My 8-year-old grandson recently picked up the television remote control, turned on the satellite dish, found the recorded program his mom wanted to watch, highlighted the correct one, and then handed the remote to his mom. He said, “Here, I think you can handle it from there.”
It is amazing how children growing up in the digital age think. It is also amazing how quickly things change. Not so long ago, it was easy to identify what computer skills a person needed to learn in school. They needed to learn how to use the keyboard efficiently. They needed to learn how to use a word processor, spreadsheet, presentation software, and maybe a database. (I am certain you can name the ones you learned!) But that is no longer true.
I recently attended a technology conference.

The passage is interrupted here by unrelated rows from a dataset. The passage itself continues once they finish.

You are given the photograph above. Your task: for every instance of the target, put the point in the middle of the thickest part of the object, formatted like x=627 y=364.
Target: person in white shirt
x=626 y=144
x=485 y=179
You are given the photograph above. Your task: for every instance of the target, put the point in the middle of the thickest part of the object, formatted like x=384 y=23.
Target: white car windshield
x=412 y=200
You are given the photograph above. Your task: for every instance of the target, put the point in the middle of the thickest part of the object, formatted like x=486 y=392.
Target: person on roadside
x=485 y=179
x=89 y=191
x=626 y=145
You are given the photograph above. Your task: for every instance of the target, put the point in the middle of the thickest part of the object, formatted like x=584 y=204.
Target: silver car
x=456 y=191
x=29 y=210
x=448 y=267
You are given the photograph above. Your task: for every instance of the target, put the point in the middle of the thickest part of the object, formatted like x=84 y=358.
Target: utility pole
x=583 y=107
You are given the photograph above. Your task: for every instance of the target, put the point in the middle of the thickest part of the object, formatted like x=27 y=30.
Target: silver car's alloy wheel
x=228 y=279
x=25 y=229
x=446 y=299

One of the people I heard speak was a technology teacher. She said she no longer teaches specific software because as soon as she gets the curriculum set up, the software is changed and there is something better available for free on the web. So what do we need our children to know?

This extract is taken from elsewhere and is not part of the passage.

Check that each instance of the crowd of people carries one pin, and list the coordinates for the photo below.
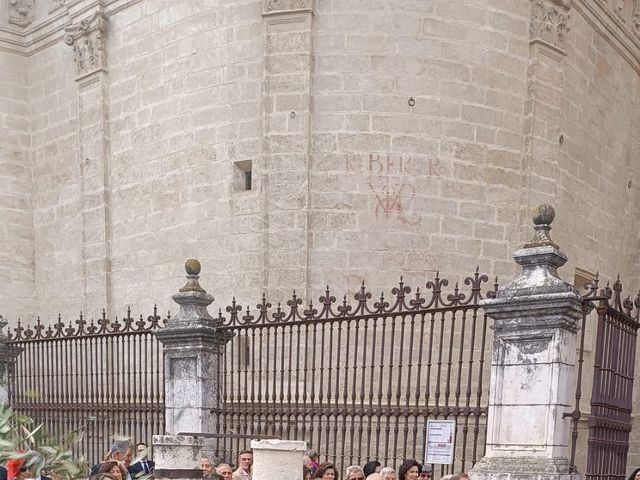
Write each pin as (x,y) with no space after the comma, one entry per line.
(314,470)
(119,464)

I believe that students need to be able to do all of the following.
- Find information on the web and not be completely overwhelmed when they find more than a million hits on their topic.

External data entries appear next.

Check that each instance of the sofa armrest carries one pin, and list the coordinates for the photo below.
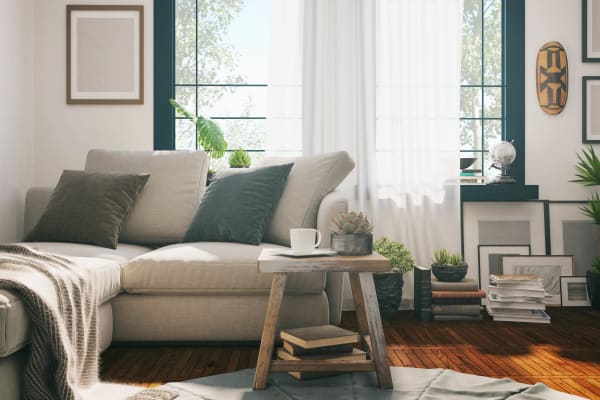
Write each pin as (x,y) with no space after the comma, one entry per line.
(36,200)
(332,204)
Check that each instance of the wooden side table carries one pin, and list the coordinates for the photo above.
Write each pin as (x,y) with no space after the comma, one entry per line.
(360,269)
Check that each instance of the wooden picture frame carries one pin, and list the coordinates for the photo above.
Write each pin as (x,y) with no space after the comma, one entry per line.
(486,258)
(591,98)
(105,54)
(551,268)
(572,233)
(573,291)
(590,30)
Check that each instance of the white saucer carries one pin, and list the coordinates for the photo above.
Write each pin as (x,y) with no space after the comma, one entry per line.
(314,253)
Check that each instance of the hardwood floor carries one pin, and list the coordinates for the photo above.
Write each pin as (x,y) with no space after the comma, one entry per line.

- Identify a reliable website and critique the information they find. Read this great article about how to be a skeptic and look for the truth.
- Properly cite sources of information.
- Know what kinds of applications there are (games, social networking, productivity tools, word processing, etc.) and what to search for should they need a particular type.
- How to store and retrieve documents in the cloud and how to remotely collaborate with others on a project.
- Be independent (and fearless) when it comes to downloading a new app and figuring out how to use it.
- Proficiently use text-to-speech, speech-to-text, note-taking apps, and other assistive technology.
- Participate in social networking and know how to send email, text messages, photos, and videos.
- Create and edit photos and videos.
- Use email, calendar apps, and other productivity tools to organize personal information and manage time.
I still believe we need to teach children how to use the keyboard efficiently. At this point in time, there are many, many jobs that require typing skills. When taught how to type correctly, people make fewer mistakes and work faster. (See my earlier blog for an explanation of how I believe students should learn keyboarding.) When looking over the technology curriculum at your child’s school, think about 21st-century skills. If the school is behind the time, it would be beneficial for you to teach some of the above skills to your child at home.